To tackle problems involving the derivative of a product of two functions, we utilize the product rule. The product rule is an essential calculus concept when differentiating expressions where two functions are multiplied together. The rule states:

• If you have two functions, say \( u(x) \) and \( v(x) \), their derivative is \( D_x (uv) = u'v + uv' \).

In simple words, to find the derivative of a product, you differentiate the first function while keeping the second function unchanged. Then, keep the first function unchanged and differentiate the second one. Finally, you add these two results together.

For our exercise, we need to find the derivative of \( y = (3x - 2)^2(3 - x^2)^2 \) using the product rule.
This means we break it into two parts: let \( u(x) = (3x - 2)^2 \) and \( v(x) = (3 - x^2)^2 \). By differentiating each of these separately and following the product rule, we'll find the derivative of the entire expression.

The chain rule is another fundamental concept in calculus differentiation, pivotal for working with composite functions. A composite function is when you have one function nested inside another, like \( f(g(x)) \). The chain rule provides a way to differentiate such functions. It states:

• For a composite function \( f(g(x)) \), the derivative is \( \frac{d}{dx}[f(g(x))] = f'(g(x))g'(x) \).

To understand this better, let's consider our function \( u(x) = (3x - 2)^2 \). We can set \( f(t) = t^2 \) (where \( t = (3x - 2) \)) and apply the chain rule:

• First find \( f'(t) = 2t \).
• Then find \( g'(x) = \frac{d}{dx}(3x - 2) = 3 \).

The derivative \( u'(x) = 2(3x - 2) \cdot 3 = 6(3x - 2) \) is thus obtained.

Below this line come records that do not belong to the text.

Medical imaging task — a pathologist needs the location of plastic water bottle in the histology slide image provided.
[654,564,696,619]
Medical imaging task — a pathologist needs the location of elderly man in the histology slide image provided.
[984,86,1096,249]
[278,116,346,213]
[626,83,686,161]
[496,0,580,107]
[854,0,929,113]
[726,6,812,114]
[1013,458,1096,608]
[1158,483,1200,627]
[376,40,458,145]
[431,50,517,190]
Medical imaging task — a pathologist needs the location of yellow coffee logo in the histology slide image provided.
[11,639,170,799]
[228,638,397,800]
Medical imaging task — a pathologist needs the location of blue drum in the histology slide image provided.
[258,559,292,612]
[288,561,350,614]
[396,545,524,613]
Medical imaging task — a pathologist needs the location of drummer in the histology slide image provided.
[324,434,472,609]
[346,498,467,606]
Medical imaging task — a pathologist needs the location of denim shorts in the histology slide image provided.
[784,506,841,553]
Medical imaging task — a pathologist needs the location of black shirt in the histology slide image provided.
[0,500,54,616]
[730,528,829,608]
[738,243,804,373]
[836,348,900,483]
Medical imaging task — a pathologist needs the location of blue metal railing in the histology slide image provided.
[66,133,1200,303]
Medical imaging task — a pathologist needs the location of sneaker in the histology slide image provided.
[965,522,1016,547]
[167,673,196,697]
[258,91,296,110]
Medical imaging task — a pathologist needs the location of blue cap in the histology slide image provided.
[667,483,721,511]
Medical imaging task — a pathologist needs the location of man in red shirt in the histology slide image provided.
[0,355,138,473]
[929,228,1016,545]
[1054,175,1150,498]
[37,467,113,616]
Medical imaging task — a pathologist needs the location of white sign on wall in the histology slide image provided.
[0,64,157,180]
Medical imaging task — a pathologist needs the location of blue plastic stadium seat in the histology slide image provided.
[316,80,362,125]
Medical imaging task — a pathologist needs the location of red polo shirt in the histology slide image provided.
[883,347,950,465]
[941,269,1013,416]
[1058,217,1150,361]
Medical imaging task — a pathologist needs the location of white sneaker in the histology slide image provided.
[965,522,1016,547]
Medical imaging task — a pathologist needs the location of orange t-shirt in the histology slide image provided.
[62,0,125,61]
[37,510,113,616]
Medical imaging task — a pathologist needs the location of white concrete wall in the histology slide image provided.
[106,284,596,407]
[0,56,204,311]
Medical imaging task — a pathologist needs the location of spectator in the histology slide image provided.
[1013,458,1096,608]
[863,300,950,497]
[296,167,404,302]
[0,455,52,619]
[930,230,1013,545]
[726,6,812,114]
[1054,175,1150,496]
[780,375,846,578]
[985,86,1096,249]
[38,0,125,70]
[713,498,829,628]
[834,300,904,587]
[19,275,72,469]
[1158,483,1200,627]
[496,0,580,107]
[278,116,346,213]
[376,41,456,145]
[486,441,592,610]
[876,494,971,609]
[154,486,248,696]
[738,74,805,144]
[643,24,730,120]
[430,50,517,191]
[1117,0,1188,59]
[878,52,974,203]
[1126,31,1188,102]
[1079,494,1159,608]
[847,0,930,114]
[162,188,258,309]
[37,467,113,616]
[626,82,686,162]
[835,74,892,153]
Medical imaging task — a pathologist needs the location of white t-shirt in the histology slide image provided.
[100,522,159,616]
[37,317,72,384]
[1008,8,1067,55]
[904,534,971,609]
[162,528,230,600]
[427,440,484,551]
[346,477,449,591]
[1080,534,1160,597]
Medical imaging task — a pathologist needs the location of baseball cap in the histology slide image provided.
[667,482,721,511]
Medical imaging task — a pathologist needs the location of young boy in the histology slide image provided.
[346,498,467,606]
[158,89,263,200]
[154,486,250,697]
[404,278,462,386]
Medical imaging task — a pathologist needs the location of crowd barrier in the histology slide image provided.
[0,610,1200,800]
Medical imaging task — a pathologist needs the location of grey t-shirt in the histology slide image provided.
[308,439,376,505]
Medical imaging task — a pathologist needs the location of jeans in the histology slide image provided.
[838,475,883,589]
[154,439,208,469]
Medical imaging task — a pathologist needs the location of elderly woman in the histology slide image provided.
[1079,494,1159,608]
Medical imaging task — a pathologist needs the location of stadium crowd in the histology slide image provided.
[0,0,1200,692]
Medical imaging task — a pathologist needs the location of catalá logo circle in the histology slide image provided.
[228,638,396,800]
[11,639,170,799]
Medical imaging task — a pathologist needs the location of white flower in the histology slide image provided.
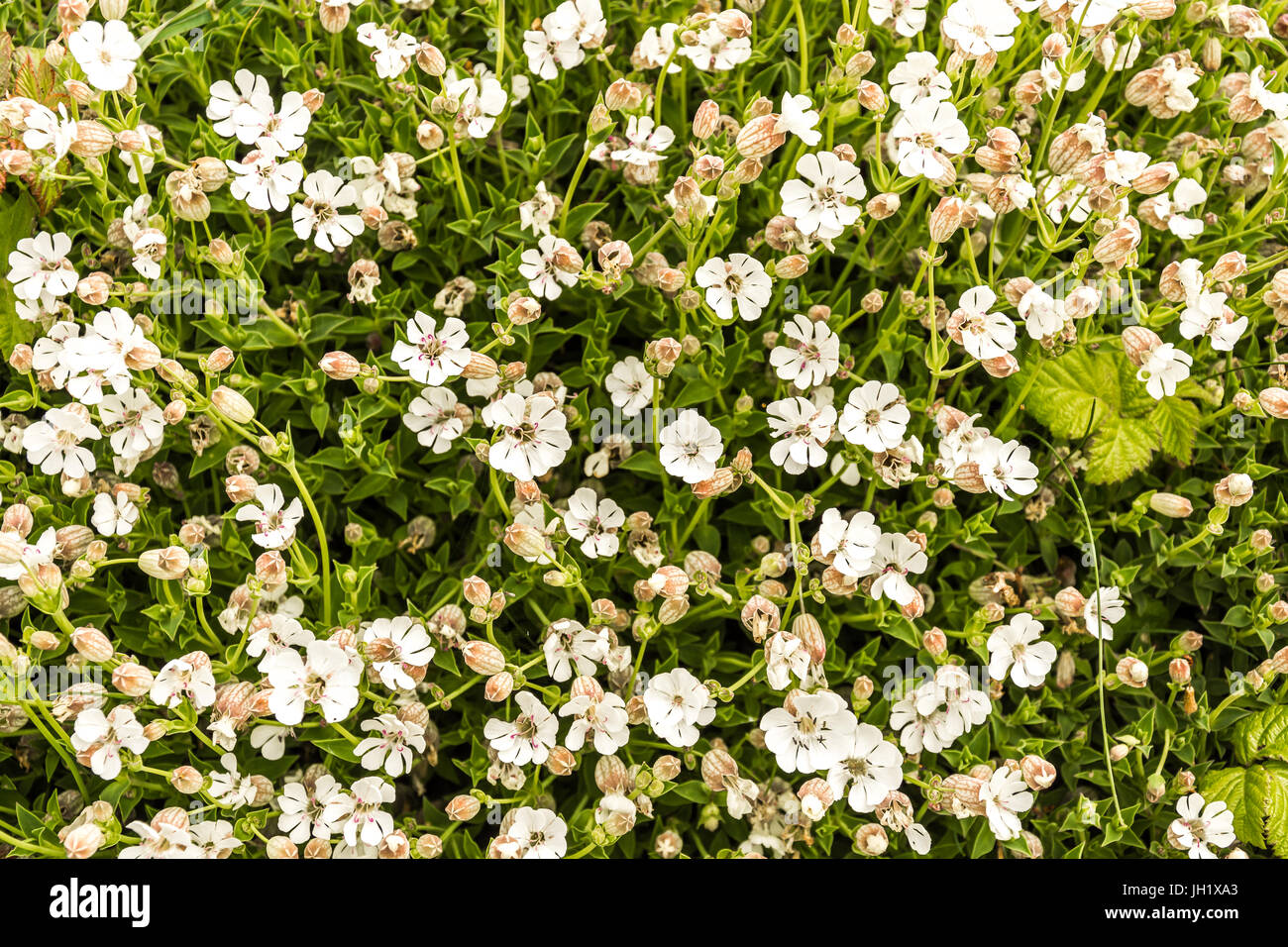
[277,773,340,845]
[953,286,1015,361]
[505,805,568,858]
[868,0,930,36]
[778,151,868,240]
[818,506,881,579]
[979,767,1033,841]
[838,378,912,454]
[67,20,143,91]
[988,612,1056,686]
[765,397,836,474]
[1082,585,1127,642]
[541,618,609,683]
[610,115,675,167]
[227,151,304,210]
[644,668,716,749]
[678,22,751,72]
[8,231,78,312]
[483,690,559,767]
[237,483,304,549]
[864,532,927,608]
[1136,342,1190,401]
[1167,792,1237,858]
[939,0,1020,58]
[353,714,425,780]
[486,391,572,480]
[976,437,1038,500]
[403,388,465,454]
[604,356,654,417]
[362,614,434,690]
[827,723,903,813]
[358,23,417,79]
[262,639,362,727]
[760,690,859,773]
[322,776,394,847]
[445,72,507,138]
[519,233,577,299]
[559,685,630,756]
[657,408,724,483]
[22,404,102,479]
[778,91,824,146]
[563,487,626,559]
[888,52,953,108]
[93,492,139,536]
[149,652,215,710]
[72,706,151,781]
[291,169,364,253]
[890,100,968,180]
[693,254,773,322]
[769,313,841,390]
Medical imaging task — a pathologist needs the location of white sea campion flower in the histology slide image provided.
[362,614,434,690]
[519,233,577,299]
[765,397,836,474]
[988,612,1056,686]
[604,356,654,417]
[263,639,362,727]
[939,0,1020,58]
[563,487,626,559]
[323,776,394,845]
[1082,585,1127,642]
[1167,792,1237,858]
[891,51,953,108]
[657,408,724,483]
[868,0,930,36]
[1136,342,1195,401]
[827,723,903,813]
[769,313,841,390]
[237,483,304,549]
[389,309,473,385]
[778,91,824,146]
[22,103,77,158]
[22,404,102,479]
[277,773,342,845]
[610,115,675,167]
[818,506,881,579]
[483,690,559,767]
[559,689,630,756]
[72,706,152,783]
[838,378,912,454]
[443,72,509,138]
[678,22,751,72]
[890,98,970,180]
[506,805,568,858]
[358,23,420,78]
[291,169,365,253]
[227,151,304,210]
[91,492,139,537]
[644,668,716,749]
[693,254,773,322]
[760,690,859,773]
[979,767,1033,841]
[8,231,78,312]
[488,391,572,480]
[864,532,928,608]
[953,286,1015,361]
[67,20,143,91]
[353,714,425,780]
[778,151,868,240]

Similarly, you would apply the chain rule to \( v(x) = (3 - x^2)^2 \) to find \( v'(x) \). This process involves differentiating the inner function and the outer function, then combining them. By understanding the chain rule, you gain tools to deal with more complex differentiation scenarios efficiently.

Once you have applied the product rule and the chain rule to find derivatives, simplifying these complex expressions is the next step. This is often needed for presenting your answer cleanly and clearly. Simplification involves combining like terms, expanding products, factoring where possible, and sometimes using algebra to rearrange terms more intuitively.

In our step-by-step solution, we've reached the derivative expression:

• \( D_x y = 6(3x - 2)(3 - x^2)^2 + (3x - 2)^2(-4x(3 - x^2)) \)

Here, simplification would involve unpacking these terms so you can clearly see the structure of the expression. Begin by computing each of the terms separately. After expanding and combining like terms, you derive a simplified version of the derivative, which is easier to interpret and use in further calculations.

Simplification is not just about making an expression shorter. It also aids in understanding the dynamics of how functions change. It's a step yielding not only aesthetic completeness but also revealing insights into the behavior of the mathematical model you are dealing with.